Cost-Effectiveness Analysis of Afatinib versus Gefitinib in Non-small Cell Lung Cancer (NSCLC) with Epidermal Growth Factor Receptor (EGFR) Mutation in Indonesia: Observational studies with Retrospectives

 

Seftika Sari¹*, Tri Murti Andayani², Dwi Endarti³, Kartika Widayati⁴

¹Sekolah Tinggi Ilmu Farmasi Riau, Pekanbaru, Indonesia.

²Department of Pharmacology and Clinical Pharmacy, Faculty of Pharmacy,

Gadjah Mada University, Yogyakarta, Indonesia.

³Department of Pharmaceutics, Faculty of Pharmacy, Gadjah Mada University, Yogyakarta, Indonesia.

⁴Department of Internal Medicine, Division of Hematology and Medical Oncology,

Faculty of Medicine Gadjah Mada University - Dr. Sardjito Hospital, Yogyakarta, Indonesia.

 

ABSTRACT:

Background: A cost effectiveness study is a method in pharmacoeconomic research that can be used as a reference for decision makers or clinicians in determining effective and efficient treatment for patients, one of which is a Non-Small Cell Lung Cancer patient who has an EGFR mutation. Research related to the cost effectiveness of the benefits afatinib and gefitinib is still very limited, especially in Indonesia. This study aims to determine the cost-effectiveness of afatinib versus gefitinib in NSCLC with EGFR mutation patients. Methods and Material: This study is an observational study with a retrospective approach that observes medical record records (to determine clinical outcomes) and financial records (to determine direct medical costs) in NSCLC patients with EGFR mutations at dr Sardjito Hospital Yogyakarta and Dr Kariadi Hospital Semarang, Java Island., Indonesia in the period January 2016 - June 2019. Result: Direct medical cost for NSCLC patients with EGFR mutations who received afatinib therapy was an average of Rp. 120,881,289, - ± 5,353,480.07 per patient, while those who received gefitinib therapy were an average of 90,750,186, - ± 3,369,967,722. Effectiveness data have been published in previous studies. The ICER PFS value shows that afatinib is cost-effectiveness compared to gefitinib with a value of Rp. 106, 345, 069.4/PFS (year). This ICER value is less than 2 times the value of Gross Domestic Product/GDP (Rp. 118, 200,000, -) which is around 1.8 times the value of GDP, whereas in OS afatinib is no better than gefitinib. Conclusion: Afatinib cost effectiveness based on real world retrospectively compared to gefitinib with ICER PFS value of Rp. 106, 345, 069.4/year.

 

 

 

INTRODUCTION:

Lung cancer is one of the cancers with the highest incidence and mortality rate in Indonesia, with an incidence rate of 19.4 per 100,000 population and an average death rate of 10.9 per 100,000 population1. 

The most common type of lung cancer is non-small cell lung cancer/NSCLC (85%) and in Asian countries up to 50% of NSCLC patients experience mutations of Epidermal Growth Factor Receptor (EGFR) at an advanced stage2,3. The National Comprehensive Cancer Network has recommended Tyrosine kinase inhibitors (TKIs) as first-line therapy in NSCLC patients with EGFR mutations, namely gefitinib and erlotinib (first generation), afatinib (second generation)4. The first generation TKIs reversibly bind and inhibit the EGFR signal, while the second generation can inhibit the erythroblastosis oncogene B (ErbB) family which irreversibly inhibits the signals of all the homodimers and heterodimers of the ErbB family receptors (EGFR/ ErbB1, HER2 / ErbB2, ErbB3 and ErbB4)5,6,7,8. 

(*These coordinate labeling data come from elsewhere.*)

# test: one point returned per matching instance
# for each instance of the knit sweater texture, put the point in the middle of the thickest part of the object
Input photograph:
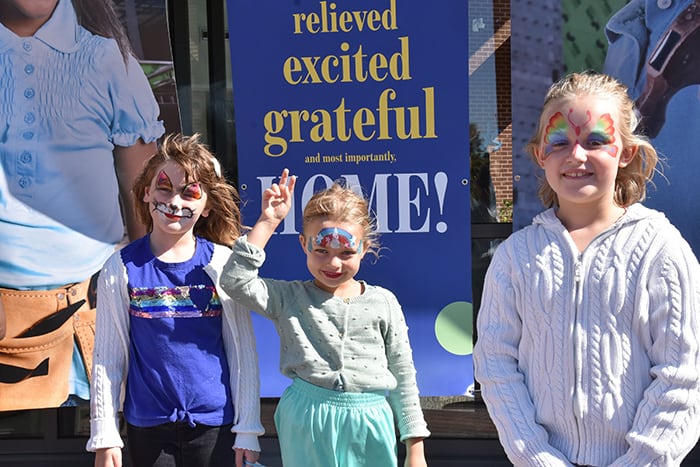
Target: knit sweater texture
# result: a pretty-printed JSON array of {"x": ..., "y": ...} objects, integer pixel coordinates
[
  {"x": 110, "y": 367},
  {"x": 592, "y": 357},
  {"x": 358, "y": 344}
]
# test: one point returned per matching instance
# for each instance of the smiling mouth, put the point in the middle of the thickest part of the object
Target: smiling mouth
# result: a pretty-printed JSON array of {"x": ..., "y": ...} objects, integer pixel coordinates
[
  {"x": 576, "y": 174},
  {"x": 332, "y": 275}
]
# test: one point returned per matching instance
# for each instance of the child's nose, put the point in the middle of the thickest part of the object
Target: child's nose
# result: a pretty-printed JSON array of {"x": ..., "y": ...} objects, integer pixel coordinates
[{"x": 578, "y": 153}]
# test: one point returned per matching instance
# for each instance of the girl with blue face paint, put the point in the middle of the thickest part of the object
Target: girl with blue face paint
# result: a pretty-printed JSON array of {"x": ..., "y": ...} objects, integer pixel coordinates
[{"x": 344, "y": 342}]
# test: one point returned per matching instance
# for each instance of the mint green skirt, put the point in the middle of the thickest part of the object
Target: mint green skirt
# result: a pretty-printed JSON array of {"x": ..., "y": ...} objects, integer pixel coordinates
[{"x": 318, "y": 427}]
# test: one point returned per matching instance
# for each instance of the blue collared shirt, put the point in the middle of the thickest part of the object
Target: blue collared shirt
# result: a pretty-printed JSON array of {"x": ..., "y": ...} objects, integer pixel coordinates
[{"x": 66, "y": 99}]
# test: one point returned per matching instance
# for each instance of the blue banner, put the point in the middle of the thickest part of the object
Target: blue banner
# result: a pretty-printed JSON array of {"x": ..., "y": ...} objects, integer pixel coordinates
[{"x": 376, "y": 93}]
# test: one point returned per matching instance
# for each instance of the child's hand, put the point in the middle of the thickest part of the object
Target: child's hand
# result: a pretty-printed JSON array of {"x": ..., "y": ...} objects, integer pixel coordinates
[
  {"x": 276, "y": 203},
  {"x": 277, "y": 200},
  {"x": 246, "y": 457}
]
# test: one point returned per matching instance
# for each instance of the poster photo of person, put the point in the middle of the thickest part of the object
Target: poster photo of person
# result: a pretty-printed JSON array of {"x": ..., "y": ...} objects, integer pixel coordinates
[{"x": 652, "y": 46}]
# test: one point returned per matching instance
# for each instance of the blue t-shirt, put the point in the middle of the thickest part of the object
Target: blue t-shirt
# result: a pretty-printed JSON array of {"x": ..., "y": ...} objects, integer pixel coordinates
[{"x": 177, "y": 362}]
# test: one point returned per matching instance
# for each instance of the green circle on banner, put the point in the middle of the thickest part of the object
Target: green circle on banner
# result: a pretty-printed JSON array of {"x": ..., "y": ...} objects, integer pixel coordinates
[{"x": 453, "y": 328}]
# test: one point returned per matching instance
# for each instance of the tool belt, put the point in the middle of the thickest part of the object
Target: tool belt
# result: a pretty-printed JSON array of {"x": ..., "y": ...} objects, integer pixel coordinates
[{"x": 37, "y": 351}]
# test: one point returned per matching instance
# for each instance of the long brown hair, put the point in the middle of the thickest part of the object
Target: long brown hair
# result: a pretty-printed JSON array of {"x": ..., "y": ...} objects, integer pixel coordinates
[{"x": 100, "y": 18}]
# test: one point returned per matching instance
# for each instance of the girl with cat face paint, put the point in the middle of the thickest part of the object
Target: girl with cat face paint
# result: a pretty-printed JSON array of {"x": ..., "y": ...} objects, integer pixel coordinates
[{"x": 165, "y": 327}]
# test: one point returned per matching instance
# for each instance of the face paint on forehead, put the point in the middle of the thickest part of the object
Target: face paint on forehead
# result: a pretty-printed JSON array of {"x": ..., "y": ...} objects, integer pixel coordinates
[
  {"x": 163, "y": 208},
  {"x": 192, "y": 190},
  {"x": 163, "y": 181},
  {"x": 334, "y": 237}
]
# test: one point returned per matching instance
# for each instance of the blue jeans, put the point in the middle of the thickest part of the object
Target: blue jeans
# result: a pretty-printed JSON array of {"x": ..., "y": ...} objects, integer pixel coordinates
[{"x": 180, "y": 445}]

Several randomized control trials (RCTs) have shown the advantages of this class of TKIs compared to platinum-based chemotherapy which has a better response rate, longer progression-free survival (PFS), better tolerance, and a superior quality of life9,10,11,12. There have also been many studies related to the efficacy among other groups of TKIs. The Lux-Lung 7 study and a meta-analysis study showed that afatinib was superior to gefitinib because it prolonged both PFS and OS, although it did not significantly improve OS13,14,15. Previous research conducted in Indonesia based on a retrospective observational study by Sari et al (2019) also showed that afatinib had a significantly longer PFS compared to gefitinib (14.7 months vs 11.3 months, p = 0.002)16. In addition to seeing from the point of view of efficacy, economic considerations in the treatment of NSCLC patients with EGFR mutations are needed because considering the costs incurred by patients are not small and can have an impact on the treatment that patients will receive17. 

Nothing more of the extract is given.